According to the Sophos Security Threat Report 2013, the criminals have begun using public key infrastructure (PKI)-grade encryption that is often beyond the reach of security companies that have previously had little difficulty in cracking the codes and integrating those solutions into tools.
"Within the last couple of months, we've seen more advanced versions of encryption with which we simply cannot just build a tool to get those files back," said Richard Wang, manager of SophosLabs. "This moves the emphasis towards recovering that data through backup and recovery, rather than through breaking the encryption.

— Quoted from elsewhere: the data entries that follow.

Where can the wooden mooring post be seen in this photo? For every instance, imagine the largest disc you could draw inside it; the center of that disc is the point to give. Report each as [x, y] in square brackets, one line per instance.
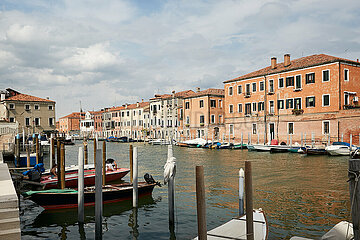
[249, 202]
[354, 178]
[98, 195]
[200, 203]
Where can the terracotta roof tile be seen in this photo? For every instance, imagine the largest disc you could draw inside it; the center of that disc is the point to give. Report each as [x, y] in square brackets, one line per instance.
[299, 63]
[27, 98]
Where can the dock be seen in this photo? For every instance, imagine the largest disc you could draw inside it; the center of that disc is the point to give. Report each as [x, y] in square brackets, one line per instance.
[9, 205]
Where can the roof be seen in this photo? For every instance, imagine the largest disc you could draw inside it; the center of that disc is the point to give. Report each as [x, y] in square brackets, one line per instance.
[27, 98]
[208, 92]
[181, 94]
[304, 62]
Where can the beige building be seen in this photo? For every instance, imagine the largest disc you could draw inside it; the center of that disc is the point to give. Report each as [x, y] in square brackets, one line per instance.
[33, 114]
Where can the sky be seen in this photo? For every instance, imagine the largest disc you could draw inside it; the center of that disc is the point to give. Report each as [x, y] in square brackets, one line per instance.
[104, 53]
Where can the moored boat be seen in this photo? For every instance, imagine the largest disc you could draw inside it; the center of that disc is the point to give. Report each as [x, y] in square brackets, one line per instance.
[71, 178]
[68, 198]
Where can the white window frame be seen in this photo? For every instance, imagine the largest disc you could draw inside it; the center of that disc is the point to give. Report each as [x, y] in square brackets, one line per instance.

You could pay the ransom, but there's no guarantee that you'll get your data back, even if you do."
Dubbed "irreversible malware" by Sophos, the exploits are typically delivered using standard drive-by techniques, leveraging toolkits like Black Hole.
Meanwhile, the purveyors of Black Hole may be getting much more marketing savvy. Wang says Version Two of their exploit kit is already deployed and now features fewer exploits than the original version, and it is now more focused on well-known attacks that have a wide reputation for success. Premium packages are apparently being developed to support zero-day attacks and similar exploits that can command higher revenues. "I would expect to see things like newly announced vulnerabilities would likely be offered as part of a premium package," said Wang. "And then those things can go to the standard kit later, after they become more widespread."
Wang added that Sophos sees evidence of the Black Hole toolkit in roughly 27 percent of the exploited sites that they encounter on a day-to-day basis.
Users can also rent services from various organizations through which they can specify which malware they want to deliver and commission paid professionals to handle the technical functions.
"They've made it very easy for people with minimal technical skills ... to get malware distributed for cash," he said.